[v3] s390: Do not use canonical PLT if pointer equality is not needed
Checks
| Context |
Check |
Description |
| linaro-tcwg-bot/tcwg_binutils_build--master-arm |
success
|
Build passed
|
| linaro-tcwg-bot/tcwg_binutils_build--master-aarch64 |
success
|
Build passed
|
| linaro-tcwg-bot/tcwg_binutils_check--master-aarch64 |
success
|
Test passed
|
| linaro-tcwg-bot/tcwg_binutils_check--master-arm |
success
|
Test passed
|
Commit Message
Require pointer equality in executables for symbols with non-PLT
PC-relative relocations, that are likely in address taken context, and
direct relocations, that are likely in function reference context. Do so
for IFUNC symbols defined in a non-shared object. Clear value of PLT
undefined symbols if pointer equality is not needed and do not hash them
in '.gnu.hash' section.
Linkers need to make this distinction in order to decide whether to ask
the dynamic linker to use canonical PLT entries. Normally GOT entries
in shared libraries contain addresses of the respective functions, with
one notable exception: when a PDE (Position-Dependent Executable;
no-PIE) calls the respective function and also takes its address. Such
executables assume that all addresses are known in advance, so they use
addresses of the respective PLT entries. For consistency reasons, all
respective GOT entries in the process must also use them.
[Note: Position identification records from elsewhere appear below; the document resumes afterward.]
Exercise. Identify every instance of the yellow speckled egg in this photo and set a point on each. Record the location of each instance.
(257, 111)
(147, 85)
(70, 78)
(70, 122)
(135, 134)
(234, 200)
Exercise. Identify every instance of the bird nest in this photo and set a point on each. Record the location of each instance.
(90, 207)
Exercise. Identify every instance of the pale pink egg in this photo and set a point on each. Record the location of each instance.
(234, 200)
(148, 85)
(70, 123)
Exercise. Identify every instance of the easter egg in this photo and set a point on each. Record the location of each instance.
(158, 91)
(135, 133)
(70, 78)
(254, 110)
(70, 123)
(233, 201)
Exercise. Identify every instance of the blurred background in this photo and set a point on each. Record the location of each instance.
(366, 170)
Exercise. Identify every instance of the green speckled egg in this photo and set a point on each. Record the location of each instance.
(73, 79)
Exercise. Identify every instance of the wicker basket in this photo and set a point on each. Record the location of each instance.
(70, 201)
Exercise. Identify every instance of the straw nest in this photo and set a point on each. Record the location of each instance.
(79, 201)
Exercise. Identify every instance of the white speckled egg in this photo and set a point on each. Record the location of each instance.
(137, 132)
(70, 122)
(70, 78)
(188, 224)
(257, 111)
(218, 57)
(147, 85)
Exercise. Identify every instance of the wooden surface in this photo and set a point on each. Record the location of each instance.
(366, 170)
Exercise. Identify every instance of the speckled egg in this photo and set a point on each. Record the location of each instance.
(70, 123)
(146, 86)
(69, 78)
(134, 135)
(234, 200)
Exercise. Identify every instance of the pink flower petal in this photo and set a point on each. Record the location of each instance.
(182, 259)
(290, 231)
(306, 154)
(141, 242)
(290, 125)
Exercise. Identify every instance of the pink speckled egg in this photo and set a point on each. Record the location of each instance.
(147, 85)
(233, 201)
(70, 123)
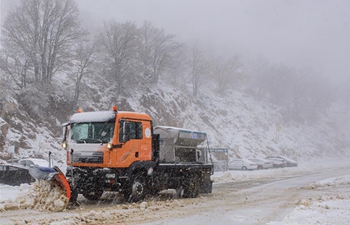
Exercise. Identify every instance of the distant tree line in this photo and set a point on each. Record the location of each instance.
(46, 53)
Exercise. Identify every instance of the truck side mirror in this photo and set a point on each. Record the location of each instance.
(125, 130)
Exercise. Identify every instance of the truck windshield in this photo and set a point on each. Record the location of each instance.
(97, 132)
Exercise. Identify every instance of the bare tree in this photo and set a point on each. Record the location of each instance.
(44, 33)
(82, 64)
(120, 43)
(226, 72)
(199, 67)
(157, 50)
(178, 67)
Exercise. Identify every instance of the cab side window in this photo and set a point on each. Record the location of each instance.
(135, 130)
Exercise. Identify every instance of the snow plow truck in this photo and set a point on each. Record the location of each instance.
(121, 151)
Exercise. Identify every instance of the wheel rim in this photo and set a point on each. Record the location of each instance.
(137, 188)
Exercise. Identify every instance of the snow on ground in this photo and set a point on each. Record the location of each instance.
(329, 207)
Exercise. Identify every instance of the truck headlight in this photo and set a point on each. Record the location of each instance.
(64, 145)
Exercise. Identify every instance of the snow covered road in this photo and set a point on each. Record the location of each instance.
(317, 194)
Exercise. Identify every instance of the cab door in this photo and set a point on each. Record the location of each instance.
(136, 142)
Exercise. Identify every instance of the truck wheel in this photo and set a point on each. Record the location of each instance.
(94, 194)
(191, 186)
(139, 189)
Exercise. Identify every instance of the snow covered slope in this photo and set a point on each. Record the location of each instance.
(236, 121)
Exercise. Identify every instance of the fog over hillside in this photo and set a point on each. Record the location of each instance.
(259, 77)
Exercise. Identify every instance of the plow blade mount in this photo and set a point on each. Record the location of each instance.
(51, 174)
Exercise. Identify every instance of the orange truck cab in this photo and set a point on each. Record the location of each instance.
(120, 151)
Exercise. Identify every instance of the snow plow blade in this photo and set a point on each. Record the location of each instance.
(51, 174)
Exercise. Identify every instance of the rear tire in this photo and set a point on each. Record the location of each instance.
(139, 189)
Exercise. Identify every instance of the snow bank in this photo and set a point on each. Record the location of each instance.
(41, 196)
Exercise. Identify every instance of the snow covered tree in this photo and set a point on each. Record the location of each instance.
(226, 72)
(199, 68)
(157, 51)
(119, 48)
(38, 38)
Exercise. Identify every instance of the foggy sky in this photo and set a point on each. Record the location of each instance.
(298, 33)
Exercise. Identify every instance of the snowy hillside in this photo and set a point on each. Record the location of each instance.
(236, 121)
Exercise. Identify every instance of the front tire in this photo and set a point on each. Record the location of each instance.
(94, 194)
(139, 189)
(191, 186)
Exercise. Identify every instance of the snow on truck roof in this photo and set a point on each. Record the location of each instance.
(179, 129)
(102, 116)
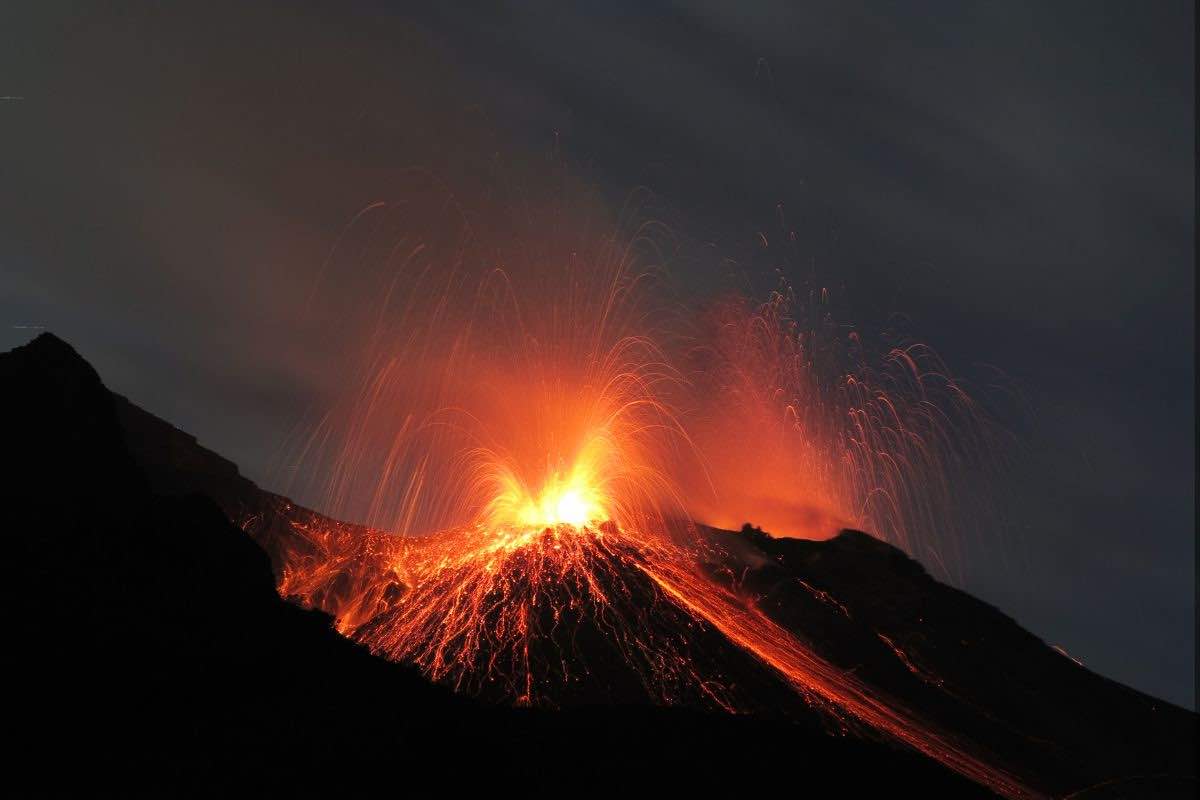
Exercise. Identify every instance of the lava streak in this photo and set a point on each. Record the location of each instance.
(527, 441)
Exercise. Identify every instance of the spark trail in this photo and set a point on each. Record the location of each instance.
(529, 434)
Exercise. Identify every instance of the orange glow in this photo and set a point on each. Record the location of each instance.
(529, 439)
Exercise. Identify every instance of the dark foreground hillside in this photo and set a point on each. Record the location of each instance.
(149, 650)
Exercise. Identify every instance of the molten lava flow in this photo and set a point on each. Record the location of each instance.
(528, 433)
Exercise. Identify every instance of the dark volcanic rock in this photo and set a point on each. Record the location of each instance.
(145, 649)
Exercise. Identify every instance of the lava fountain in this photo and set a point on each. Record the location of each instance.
(526, 443)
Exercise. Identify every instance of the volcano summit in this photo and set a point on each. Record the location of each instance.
(154, 648)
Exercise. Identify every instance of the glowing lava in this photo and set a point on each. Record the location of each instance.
(522, 428)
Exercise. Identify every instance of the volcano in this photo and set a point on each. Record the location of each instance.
(172, 625)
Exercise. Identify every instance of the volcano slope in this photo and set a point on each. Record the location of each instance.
(149, 650)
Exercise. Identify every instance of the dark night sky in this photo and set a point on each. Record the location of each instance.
(1017, 180)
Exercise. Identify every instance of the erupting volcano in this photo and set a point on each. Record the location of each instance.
(533, 443)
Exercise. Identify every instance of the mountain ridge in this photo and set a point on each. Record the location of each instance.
(858, 600)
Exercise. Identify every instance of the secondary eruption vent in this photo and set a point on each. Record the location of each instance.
(533, 431)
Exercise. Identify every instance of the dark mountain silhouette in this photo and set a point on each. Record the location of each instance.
(148, 650)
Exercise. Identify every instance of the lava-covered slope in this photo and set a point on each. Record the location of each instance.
(148, 651)
(153, 645)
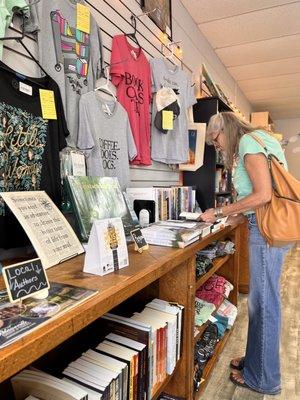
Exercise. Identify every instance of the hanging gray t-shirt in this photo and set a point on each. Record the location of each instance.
(71, 57)
(105, 136)
(173, 147)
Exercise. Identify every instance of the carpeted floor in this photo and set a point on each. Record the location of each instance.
(220, 387)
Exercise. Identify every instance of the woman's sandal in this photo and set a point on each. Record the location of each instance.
(237, 379)
(238, 366)
(234, 379)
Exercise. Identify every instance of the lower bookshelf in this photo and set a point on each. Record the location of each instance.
(211, 364)
(165, 273)
(158, 389)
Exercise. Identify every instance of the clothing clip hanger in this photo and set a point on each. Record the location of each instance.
(133, 19)
(132, 35)
(170, 47)
(19, 39)
(105, 88)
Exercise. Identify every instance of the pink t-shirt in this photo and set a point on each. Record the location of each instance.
(130, 73)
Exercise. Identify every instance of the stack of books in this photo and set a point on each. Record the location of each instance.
(169, 201)
(175, 233)
(128, 364)
(137, 355)
(39, 385)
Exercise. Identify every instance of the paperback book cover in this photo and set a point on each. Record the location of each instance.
(96, 198)
(19, 319)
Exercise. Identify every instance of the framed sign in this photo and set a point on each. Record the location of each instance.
(25, 279)
(162, 16)
(197, 131)
(140, 243)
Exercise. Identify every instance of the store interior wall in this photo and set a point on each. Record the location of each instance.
(113, 17)
(291, 128)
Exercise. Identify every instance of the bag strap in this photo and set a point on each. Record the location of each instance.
(259, 141)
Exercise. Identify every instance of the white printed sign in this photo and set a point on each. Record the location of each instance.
(49, 232)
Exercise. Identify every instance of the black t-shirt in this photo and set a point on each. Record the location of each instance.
(29, 145)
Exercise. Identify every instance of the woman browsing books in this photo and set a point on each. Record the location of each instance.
(259, 369)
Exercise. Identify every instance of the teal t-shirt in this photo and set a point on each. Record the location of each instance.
(248, 145)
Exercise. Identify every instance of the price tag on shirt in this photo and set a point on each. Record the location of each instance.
(83, 18)
(167, 120)
(78, 164)
(48, 104)
(140, 243)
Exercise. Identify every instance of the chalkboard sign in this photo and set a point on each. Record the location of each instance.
(139, 240)
(25, 279)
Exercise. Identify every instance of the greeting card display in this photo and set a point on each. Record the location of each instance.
(107, 249)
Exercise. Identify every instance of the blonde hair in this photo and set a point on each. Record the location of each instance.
(233, 128)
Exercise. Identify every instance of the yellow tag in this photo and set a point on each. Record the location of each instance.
(83, 18)
(48, 104)
(168, 122)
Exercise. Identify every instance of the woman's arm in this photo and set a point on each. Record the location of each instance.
(259, 174)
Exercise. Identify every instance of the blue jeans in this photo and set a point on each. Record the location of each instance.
(262, 365)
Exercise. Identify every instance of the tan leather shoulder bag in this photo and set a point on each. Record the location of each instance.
(279, 220)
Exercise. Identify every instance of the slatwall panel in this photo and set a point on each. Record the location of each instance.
(113, 17)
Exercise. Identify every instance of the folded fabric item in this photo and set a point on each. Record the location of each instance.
(203, 311)
(210, 297)
(227, 289)
(221, 323)
(228, 310)
(224, 248)
(213, 290)
(205, 347)
(203, 265)
(218, 249)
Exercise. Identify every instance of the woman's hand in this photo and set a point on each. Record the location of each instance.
(236, 219)
(209, 216)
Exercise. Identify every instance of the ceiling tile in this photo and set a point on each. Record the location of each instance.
(257, 52)
(208, 10)
(273, 93)
(259, 25)
(266, 69)
(272, 82)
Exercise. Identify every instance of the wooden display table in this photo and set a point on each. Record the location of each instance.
(170, 273)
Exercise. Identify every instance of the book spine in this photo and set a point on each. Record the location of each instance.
(179, 201)
(135, 380)
(131, 379)
(165, 357)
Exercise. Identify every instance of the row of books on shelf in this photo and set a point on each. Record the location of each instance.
(133, 358)
(180, 233)
(169, 202)
(95, 198)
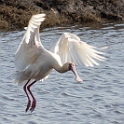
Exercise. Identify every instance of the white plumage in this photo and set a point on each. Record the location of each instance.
(33, 61)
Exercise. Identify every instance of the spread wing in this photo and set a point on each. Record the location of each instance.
(71, 49)
(30, 47)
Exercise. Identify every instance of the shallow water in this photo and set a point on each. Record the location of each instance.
(60, 99)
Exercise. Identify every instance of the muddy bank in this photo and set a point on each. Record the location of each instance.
(15, 14)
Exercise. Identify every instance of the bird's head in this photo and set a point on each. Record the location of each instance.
(71, 66)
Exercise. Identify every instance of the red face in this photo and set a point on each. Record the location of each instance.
(73, 69)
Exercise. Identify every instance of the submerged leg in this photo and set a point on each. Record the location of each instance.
(34, 100)
(29, 100)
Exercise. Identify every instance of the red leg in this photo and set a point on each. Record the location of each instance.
(29, 100)
(34, 100)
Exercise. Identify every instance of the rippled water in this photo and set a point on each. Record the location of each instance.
(61, 100)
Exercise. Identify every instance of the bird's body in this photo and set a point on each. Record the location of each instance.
(33, 62)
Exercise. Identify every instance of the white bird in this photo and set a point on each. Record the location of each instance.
(33, 62)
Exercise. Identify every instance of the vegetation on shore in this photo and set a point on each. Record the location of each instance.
(15, 14)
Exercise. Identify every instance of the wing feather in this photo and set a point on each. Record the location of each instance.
(71, 49)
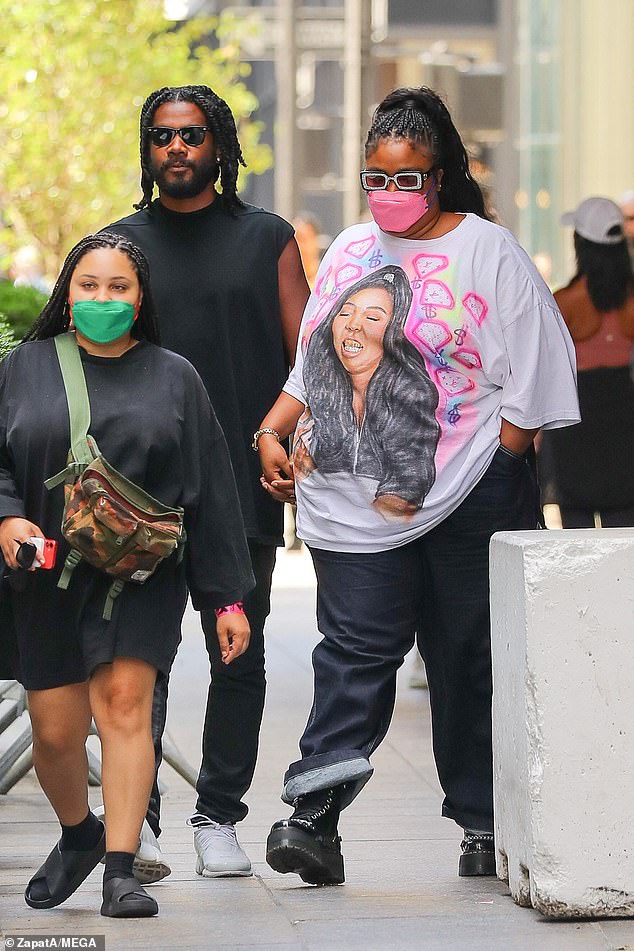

When a linker sees that a PDE both calls a function and also takes its
address, it creates a PLT entry and asks the dynamic linker to consider
it canonical by setting the respective undefined symbol's value, which
is normally zero, to the address of this executable PLT entry.
As workaround for GCC 12-14 treat PC32DBL relocation for address taking
instruction "larl rX,<sym>@PLT" as if it was without @PLT suffix and
require pointer equality.
GCC 12-14, since GCC commit 0990d93dd8a4 ("IBM Z: Use @PLT symbols for
local functions in 64-bit mode") [1], unconditionally suffix non-local
symbols with @PLT, regardless of whether they are used in function call
instructions (i.e. brasl) or address taking instructions (i.e. larl).
The assembler therefore generates a PLT32DBL instead of a PC32DBL
relocation for larl. The linker therefore cannot distinguish between
function call and address taking instructions solely from the relocation
type. The latter requiring pointer equality.
This complements GCC commit a2e0a30c52fa ("IBM zSystems: Do not use
@PLT with larl") [2], which makes GCC stop suffixing @PLT to address
taking larl instructions, so that the correct behavior with regards to
pointer equality is also achieved with affected GCC 12-14.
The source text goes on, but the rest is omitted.